超大ヒットした本ですが、まだ読めていない方もいるのではないでしょうか?

前田裕二さんの生き様が書かれていて、痺れる一作となっています。

この本を3行で(概要)

  • みんながスルーしている日常の情報は、全てアイデアに換えられる
  • メモを上手く活用すれば、「自分とは何か?」が見える
  • 言語化のクセをつけることで、夢や目標が現実になりやすくなる

この本で得られるスキル

情報をアイデア・自己分析・目標達成・ビジネスプランへと確実に変換するためのフレームワークを学ぶことができます。

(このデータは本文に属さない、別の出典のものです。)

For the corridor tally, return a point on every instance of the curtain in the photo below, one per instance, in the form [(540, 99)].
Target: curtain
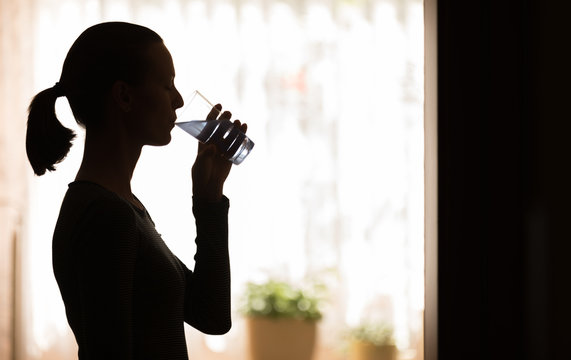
[(332, 91)]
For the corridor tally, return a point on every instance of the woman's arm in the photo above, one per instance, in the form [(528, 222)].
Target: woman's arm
[(105, 262), (207, 294)]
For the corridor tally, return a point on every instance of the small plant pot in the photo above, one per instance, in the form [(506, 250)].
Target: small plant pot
[(281, 339), (361, 350)]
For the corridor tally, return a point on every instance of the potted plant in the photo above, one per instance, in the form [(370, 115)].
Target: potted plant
[(281, 320), (372, 341)]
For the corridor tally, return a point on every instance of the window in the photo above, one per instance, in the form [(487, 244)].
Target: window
[(333, 95)]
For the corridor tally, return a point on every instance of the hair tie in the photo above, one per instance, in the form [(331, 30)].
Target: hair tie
[(58, 89)]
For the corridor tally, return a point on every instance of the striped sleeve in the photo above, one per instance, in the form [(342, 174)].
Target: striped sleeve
[(207, 292)]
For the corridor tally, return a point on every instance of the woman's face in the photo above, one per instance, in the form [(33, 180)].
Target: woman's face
[(155, 101)]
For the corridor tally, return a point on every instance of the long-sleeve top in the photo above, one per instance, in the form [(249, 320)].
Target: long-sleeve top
[(126, 294)]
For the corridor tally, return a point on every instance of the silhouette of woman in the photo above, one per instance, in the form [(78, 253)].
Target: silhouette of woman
[(126, 294)]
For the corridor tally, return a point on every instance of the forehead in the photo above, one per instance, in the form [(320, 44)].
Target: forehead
[(160, 60)]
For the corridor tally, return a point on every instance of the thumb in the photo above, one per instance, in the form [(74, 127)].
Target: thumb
[(207, 151)]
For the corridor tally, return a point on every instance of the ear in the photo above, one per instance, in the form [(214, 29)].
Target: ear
[(121, 94)]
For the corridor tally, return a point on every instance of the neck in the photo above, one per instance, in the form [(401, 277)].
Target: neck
[(109, 159)]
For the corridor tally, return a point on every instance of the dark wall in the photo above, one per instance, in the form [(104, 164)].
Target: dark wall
[(504, 255)]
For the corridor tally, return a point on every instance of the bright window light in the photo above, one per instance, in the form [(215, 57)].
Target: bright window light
[(332, 92)]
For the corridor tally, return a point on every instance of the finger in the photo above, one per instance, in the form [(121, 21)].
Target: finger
[(213, 114), (226, 115)]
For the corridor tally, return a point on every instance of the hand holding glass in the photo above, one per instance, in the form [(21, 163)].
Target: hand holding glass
[(229, 139)]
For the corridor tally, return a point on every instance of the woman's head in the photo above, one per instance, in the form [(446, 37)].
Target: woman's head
[(101, 55)]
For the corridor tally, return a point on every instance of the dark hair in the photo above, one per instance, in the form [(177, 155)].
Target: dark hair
[(101, 55)]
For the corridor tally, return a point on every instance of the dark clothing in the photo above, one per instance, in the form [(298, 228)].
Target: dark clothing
[(126, 295)]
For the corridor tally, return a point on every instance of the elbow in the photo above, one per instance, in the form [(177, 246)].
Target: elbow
[(224, 327), (219, 328)]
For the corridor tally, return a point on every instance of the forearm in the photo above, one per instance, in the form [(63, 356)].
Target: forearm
[(208, 292)]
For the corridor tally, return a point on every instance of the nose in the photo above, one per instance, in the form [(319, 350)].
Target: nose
[(178, 100)]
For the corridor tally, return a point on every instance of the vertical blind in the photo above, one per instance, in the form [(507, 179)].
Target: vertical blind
[(332, 92)]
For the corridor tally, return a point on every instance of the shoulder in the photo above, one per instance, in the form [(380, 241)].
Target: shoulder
[(91, 209)]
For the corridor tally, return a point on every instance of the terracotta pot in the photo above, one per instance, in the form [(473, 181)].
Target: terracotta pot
[(281, 339), (361, 350)]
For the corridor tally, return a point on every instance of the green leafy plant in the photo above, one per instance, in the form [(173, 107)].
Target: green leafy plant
[(279, 299), (378, 334)]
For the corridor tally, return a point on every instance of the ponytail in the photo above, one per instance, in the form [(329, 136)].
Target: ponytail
[(47, 140)]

とても丁寧に、画像や前田裕二さんの経験を交えながら説明してくれているので、分かりやすいです。

こんな人にオススメ

・アイデアを生み出せる人になりたい

・自分のやりたいことが分からない

・達成したい目標がある

著者紹介

著者は、前田裕二さん。

1987年、東京生まれです。

早稲田の政治経済学部→外資系投資銀行→DeNA→SHOWROOM(株)設立

これだけ見ると輝かしい道を進んでいるようですが、8歳で両親を失くしています。

貧困の中で苦しい思いをし、勉強もまともにできない環境の中、凄まじい努力で這い上がってきた方です。

そんな前田裕二さんが、「メモとは生き方そのもの」と語るメモとは、一体どんな力があるのか?

見ていきましょう。

この本の主張とその理由

主張

この本の最重要キーワードは、『抽象化』です。

ものすごくためになる情報も、一見意味がないと思える情報も、得るだけでは意味がありません。

頭の片隅に入れておくだけではもったいない!

その情報を抽象化して、もう少し遠いところから眺めてみると、「アイデア」に変化させることができます。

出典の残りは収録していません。